Comunque sia, stamane a Portomaggiore il cielo è coperto e un vento meridionale spira dagli Appennini. Mi aggiro raggrinzito, di sabato, nella piazza di fronte al Comune in cerca di qualcuno con cui parlare. Un po’ imbranato, comincio a fermare i passanti a caso, parto dagli anziani, uno di loro tratteggia una realtà fosca, di confusione e rovina, per concludere col problema delle foglie, dice cioè che i netturbini non raccolgono il fogliame, per cui è costretto a tenersi le sporte nel giardino. Dopo un po’ cerco un secondo gruppo di anziani, il signore in questione si giustifica dicendo di venire da San Nicolò per poi cominciare a raccontare una storia su una sua casa in costruzione e dei muratori di Berra, e via dicendo.
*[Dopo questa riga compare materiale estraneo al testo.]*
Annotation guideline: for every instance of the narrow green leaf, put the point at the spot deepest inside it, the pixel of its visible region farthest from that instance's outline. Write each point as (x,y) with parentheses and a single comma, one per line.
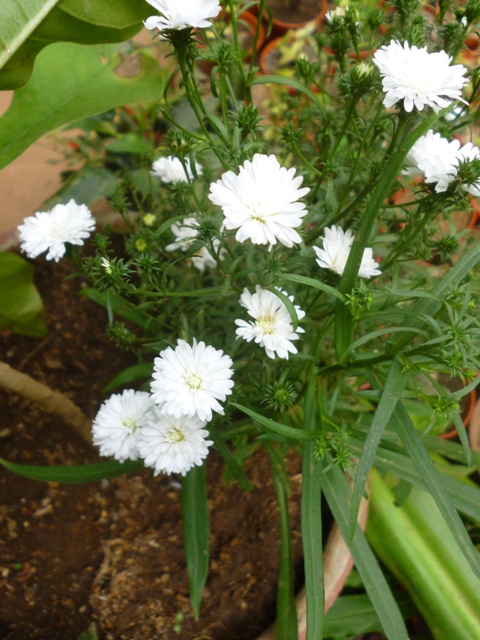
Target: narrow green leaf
(391,394)
(435,484)
(312,518)
(316,284)
(337,493)
(283,430)
(75,473)
(196,532)
(286,623)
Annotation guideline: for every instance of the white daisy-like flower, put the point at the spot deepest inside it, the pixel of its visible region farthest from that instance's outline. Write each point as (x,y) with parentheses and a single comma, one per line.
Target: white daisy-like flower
(273,328)
(181,14)
(261,201)
(169,169)
(118,423)
(417,77)
(50,230)
(438,158)
(336,247)
(186,234)
(191,379)
(173,445)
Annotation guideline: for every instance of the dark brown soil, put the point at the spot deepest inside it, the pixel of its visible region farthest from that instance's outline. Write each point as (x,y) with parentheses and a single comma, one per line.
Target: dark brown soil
(111,552)
(295,11)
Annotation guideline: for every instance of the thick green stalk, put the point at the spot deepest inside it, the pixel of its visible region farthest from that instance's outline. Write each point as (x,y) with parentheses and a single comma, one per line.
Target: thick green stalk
(418,547)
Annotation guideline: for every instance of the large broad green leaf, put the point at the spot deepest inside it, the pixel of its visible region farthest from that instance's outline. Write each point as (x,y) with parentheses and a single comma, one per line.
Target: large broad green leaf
(26,26)
(18,19)
(56,95)
(21,307)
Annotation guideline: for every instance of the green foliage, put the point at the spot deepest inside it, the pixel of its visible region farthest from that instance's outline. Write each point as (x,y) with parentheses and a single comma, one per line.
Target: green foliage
(55,96)
(26,28)
(21,307)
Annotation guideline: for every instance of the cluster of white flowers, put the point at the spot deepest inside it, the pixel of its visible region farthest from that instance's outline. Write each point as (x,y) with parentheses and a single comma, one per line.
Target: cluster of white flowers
(185,234)
(50,231)
(336,249)
(417,77)
(438,158)
(170,170)
(166,428)
(182,14)
(273,328)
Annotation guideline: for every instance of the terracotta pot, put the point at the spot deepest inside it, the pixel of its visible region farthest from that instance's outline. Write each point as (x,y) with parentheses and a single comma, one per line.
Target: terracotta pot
(279,27)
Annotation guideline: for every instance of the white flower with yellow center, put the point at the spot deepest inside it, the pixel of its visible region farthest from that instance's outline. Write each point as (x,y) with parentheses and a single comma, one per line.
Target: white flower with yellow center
(417,77)
(117,425)
(191,380)
(173,445)
(181,14)
(261,202)
(336,248)
(185,233)
(273,328)
(170,170)
(50,231)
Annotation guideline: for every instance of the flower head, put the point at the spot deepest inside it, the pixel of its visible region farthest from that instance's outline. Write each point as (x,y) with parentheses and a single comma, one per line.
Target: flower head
(417,77)
(438,159)
(170,169)
(190,380)
(49,231)
(173,445)
(336,247)
(117,425)
(261,201)
(185,234)
(181,14)
(273,328)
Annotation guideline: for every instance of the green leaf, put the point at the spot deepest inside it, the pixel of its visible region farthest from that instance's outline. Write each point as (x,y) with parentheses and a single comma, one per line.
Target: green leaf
(283,430)
(196,532)
(55,96)
(18,19)
(337,493)
(75,473)
(391,394)
(21,307)
(139,371)
(435,484)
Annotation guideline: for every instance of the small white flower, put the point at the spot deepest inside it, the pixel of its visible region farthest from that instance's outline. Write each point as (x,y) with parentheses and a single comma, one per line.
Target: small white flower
(49,231)
(173,445)
(417,77)
(185,234)
(170,169)
(438,158)
(273,328)
(181,14)
(336,247)
(261,201)
(117,425)
(190,380)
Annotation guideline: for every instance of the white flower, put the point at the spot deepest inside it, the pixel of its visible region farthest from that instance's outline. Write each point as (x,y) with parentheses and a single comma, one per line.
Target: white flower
(117,425)
(170,169)
(173,445)
(261,201)
(438,158)
(336,247)
(417,77)
(273,327)
(190,380)
(185,234)
(181,14)
(49,231)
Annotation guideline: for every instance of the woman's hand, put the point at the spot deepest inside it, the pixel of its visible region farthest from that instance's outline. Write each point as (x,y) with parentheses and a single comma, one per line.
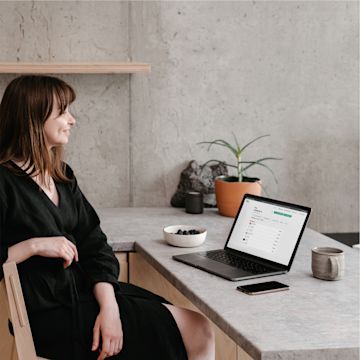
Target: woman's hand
(108,325)
(56,247)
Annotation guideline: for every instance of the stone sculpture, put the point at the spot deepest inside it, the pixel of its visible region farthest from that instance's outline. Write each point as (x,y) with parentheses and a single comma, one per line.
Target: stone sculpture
(198,178)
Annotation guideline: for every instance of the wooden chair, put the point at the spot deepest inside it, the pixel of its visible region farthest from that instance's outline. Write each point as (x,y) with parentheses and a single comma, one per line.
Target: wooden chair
(12,307)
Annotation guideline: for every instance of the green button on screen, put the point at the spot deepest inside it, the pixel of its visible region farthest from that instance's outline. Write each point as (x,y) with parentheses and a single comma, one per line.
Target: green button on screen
(282,214)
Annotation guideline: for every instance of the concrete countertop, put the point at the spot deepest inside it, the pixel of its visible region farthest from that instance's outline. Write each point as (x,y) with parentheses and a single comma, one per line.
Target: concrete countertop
(315,319)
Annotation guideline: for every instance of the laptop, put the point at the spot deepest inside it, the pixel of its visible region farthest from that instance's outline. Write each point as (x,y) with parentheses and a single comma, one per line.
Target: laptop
(262,241)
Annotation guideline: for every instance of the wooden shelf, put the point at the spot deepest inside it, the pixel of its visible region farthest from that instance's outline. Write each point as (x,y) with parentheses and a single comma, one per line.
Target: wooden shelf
(73,68)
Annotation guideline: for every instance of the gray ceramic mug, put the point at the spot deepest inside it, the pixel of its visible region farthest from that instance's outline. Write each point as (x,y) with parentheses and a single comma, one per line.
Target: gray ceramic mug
(328,263)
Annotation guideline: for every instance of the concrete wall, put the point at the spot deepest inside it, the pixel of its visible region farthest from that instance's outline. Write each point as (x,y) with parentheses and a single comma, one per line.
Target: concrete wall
(289,69)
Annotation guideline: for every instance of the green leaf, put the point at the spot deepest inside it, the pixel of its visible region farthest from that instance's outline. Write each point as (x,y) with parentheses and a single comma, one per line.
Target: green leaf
(252,141)
(260,164)
(237,144)
(220,143)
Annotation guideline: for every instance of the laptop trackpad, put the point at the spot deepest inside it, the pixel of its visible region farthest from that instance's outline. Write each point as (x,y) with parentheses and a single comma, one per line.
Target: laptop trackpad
(212,266)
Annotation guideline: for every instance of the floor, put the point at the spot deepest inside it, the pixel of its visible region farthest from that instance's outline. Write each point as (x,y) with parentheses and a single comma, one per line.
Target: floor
(349,239)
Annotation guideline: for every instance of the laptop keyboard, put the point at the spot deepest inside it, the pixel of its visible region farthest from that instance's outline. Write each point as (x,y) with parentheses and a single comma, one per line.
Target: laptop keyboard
(235,261)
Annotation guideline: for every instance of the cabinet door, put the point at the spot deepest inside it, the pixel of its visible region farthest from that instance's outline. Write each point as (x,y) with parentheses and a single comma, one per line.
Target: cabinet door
(124,266)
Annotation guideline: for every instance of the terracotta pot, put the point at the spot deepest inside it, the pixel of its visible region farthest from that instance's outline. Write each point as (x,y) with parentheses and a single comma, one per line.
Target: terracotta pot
(229,193)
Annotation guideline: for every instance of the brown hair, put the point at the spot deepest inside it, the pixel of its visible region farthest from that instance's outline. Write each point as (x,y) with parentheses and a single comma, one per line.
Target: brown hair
(26,104)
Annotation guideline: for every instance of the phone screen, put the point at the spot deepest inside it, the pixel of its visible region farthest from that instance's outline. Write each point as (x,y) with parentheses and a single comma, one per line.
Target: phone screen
(264,287)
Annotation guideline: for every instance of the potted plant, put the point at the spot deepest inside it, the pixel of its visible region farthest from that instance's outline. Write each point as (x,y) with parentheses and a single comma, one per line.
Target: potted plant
(230,190)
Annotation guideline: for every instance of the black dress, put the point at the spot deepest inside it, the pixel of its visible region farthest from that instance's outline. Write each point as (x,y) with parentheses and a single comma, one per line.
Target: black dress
(60,302)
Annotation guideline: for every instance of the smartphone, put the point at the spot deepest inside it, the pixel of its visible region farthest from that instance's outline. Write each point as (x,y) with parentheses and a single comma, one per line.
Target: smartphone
(262,288)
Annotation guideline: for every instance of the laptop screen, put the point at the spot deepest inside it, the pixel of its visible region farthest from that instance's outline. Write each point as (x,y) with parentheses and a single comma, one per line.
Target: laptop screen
(267,230)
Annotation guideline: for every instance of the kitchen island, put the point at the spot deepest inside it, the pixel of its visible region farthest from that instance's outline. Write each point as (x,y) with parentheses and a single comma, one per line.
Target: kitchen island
(315,319)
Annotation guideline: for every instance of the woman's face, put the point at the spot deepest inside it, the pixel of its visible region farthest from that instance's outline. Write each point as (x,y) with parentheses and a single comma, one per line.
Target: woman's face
(57,127)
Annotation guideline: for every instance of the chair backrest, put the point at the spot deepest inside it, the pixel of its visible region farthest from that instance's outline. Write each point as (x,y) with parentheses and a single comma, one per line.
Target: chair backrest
(12,307)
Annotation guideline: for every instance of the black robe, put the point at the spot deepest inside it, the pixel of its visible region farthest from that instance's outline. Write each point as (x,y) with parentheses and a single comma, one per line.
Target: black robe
(60,302)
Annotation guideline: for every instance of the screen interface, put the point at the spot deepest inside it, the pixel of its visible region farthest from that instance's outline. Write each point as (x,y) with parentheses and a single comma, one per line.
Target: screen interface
(269,231)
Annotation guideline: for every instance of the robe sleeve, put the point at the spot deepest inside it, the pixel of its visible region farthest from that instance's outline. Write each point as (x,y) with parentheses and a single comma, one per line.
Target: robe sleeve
(96,257)
(3,242)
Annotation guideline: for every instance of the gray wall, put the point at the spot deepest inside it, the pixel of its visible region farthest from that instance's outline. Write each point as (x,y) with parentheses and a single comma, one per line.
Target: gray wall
(289,69)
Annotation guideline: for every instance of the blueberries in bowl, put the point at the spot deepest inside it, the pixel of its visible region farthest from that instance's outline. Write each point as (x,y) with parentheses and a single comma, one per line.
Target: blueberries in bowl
(187,232)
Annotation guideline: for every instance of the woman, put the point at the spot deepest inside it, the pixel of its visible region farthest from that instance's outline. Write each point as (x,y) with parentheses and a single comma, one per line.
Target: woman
(76,306)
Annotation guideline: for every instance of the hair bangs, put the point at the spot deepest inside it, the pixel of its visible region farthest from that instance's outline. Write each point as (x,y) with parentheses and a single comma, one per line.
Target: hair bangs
(64,95)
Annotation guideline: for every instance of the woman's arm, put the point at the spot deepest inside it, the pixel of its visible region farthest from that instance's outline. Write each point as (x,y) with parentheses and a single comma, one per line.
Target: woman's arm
(108,323)
(54,247)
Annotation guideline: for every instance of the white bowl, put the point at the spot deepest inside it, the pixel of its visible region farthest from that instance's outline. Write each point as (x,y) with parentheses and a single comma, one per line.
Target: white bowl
(184,240)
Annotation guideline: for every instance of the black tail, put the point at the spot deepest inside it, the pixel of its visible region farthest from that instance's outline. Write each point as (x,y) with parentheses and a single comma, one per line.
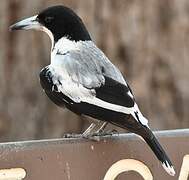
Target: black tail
(159,152)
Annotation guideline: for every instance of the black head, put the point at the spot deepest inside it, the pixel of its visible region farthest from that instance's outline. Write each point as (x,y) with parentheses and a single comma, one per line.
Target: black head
(61,21)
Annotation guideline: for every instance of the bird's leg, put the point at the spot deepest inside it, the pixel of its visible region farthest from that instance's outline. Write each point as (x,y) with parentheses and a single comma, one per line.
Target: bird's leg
(100,130)
(89,129)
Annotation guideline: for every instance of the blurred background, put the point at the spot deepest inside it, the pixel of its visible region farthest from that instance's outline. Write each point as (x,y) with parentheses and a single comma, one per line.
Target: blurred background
(148,40)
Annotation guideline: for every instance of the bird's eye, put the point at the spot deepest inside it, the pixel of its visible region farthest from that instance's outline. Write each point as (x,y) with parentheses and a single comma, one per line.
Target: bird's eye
(48,19)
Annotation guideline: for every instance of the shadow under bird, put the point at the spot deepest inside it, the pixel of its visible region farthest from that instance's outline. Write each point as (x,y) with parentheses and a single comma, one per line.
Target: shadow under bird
(81,77)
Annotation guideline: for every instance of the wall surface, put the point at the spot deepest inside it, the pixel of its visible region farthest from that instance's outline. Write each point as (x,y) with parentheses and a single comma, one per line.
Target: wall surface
(148,40)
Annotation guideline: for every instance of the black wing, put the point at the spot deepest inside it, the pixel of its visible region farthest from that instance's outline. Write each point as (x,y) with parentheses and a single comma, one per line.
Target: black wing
(114,92)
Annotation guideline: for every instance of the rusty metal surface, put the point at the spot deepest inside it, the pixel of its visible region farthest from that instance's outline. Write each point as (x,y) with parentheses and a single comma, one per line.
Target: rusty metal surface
(81,159)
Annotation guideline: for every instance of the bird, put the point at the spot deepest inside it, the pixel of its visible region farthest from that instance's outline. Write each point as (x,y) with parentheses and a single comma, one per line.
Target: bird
(81,78)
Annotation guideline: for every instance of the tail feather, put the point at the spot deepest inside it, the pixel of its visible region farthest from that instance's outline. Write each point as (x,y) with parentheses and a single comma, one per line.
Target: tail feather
(160,153)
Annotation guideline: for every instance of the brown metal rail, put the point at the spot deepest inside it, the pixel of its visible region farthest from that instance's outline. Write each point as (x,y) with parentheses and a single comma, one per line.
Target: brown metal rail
(81,159)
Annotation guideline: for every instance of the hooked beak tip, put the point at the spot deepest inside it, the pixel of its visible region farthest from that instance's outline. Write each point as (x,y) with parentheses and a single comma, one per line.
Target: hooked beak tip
(26,24)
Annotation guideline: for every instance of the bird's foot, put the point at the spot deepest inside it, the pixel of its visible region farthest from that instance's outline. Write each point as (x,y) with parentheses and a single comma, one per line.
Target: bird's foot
(71,135)
(97,136)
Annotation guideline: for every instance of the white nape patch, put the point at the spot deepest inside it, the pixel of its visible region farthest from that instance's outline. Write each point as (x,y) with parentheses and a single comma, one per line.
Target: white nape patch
(49,33)
(169,169)
(64,45)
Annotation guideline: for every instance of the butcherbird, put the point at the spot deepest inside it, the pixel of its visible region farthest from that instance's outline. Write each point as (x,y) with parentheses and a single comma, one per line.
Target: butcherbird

Allora passo ai giovani baristi lungo il corso, uno di loro viene da Gallo e sostiene che all’inizio addirittura si perdeva in auto in un paese così grande, che ci si sta bene, tutto sommato, dipende dalla prospettiva. 
A questo punto, con in mente Terzani o Chatwin, avvicino una signora africana, la quale vive qui da quarant’anni e rimpiange un tempo pieno di giovani che passeggiavano lungo il viale della stazione. 
Nonostante i risultati, insisto, fermo un giovane pachistano fumante, lavora in azienda di fragole a Lagosanto, parla poco e mi pare capisca ancora meno. Poi, è la volta di un adolescente venuto dal’Abruzzo, infine, due giardinieri marocchini di Pincara che curano il verde pubblico. 
Oltre ai passanti presi a caso, in maniera un po’ improvvisata, per giunta avendo dimenticato a casa il taccuino, finisco per annotare la seguente serie di punti sulla mano che vado a trascrivere e ampliare per concludere:
A Quartiere, direzione Voghiera, nelle campagne della pianura si vedono in lontananza piccole chiese di una bellezza particolare, è forse la bellezza di luoghi una volta dal potere immenso, dunque la bellezza del passato sconfitto, a cui si guarda con indulgenza solo perché divenuto innocuo.
A Porto ci si perde, è vero, ha ragione il barista di Gallo, il paese non ha una vera e proprio forma, è custodito in un anello circolare ordinato, ma poi c’è qualcosa al suo interno che confonde. 
Il Municipio con i portici e il tetto alla francese, circondato dai tanti palazzi degli anni ’50-’70, in mezzo a vecchie case basse da contadini, mostra il disordine architettonico proprio dei paesi feriti e ricostruiti. Sono il portato di terribili e credo inutili bombardamenti dell’aprile del ’45. Muoiono un migliaio di cittadini. E muore, per sempre, il corpo antico del paese. La speculazione in Italia vive di catastrofi.
Gran lavoro della Biblioteca dedicata a Peppino Impastato e gestita prima da Patrizia e ora da Alice, gran lavoro del Comune per arginare frizioni inevitabili, malumori, incomprensioni, tra le varie e diversissime anime della città vecchia e nuova.
Invisibile, almeno stamane, la rivalità con Argenta. 
Invisibili sono i grandi scioperi della fine dell’800 e inizio ‘900, le proteste contro gli agrari, i crumiri. 
Invisibili e ultimi, ancora una volta, dannati come i braccianti di Porto, Molinella, Medicina, attirati qui da ogni dove per via delle bonifiche e della terra. 
Forse Portomaggiore stesso è un paese invisibile, fatto di storie che non si vendono, non alla moda, di acque e persone svanite, fiumi estinti, un paese accumulo di varie sottrazioni, dove come al solito si vede solo quel che resta. 
Vado verso l’auto, i due marocchini di Pincara salutano, sono lì che puliscono con attenzione, senza sapere bene cosa sia, il Monumento ai Caduti. Il vento si è calmato, il cielo è aperto come Portomaggiore di sabato mattina.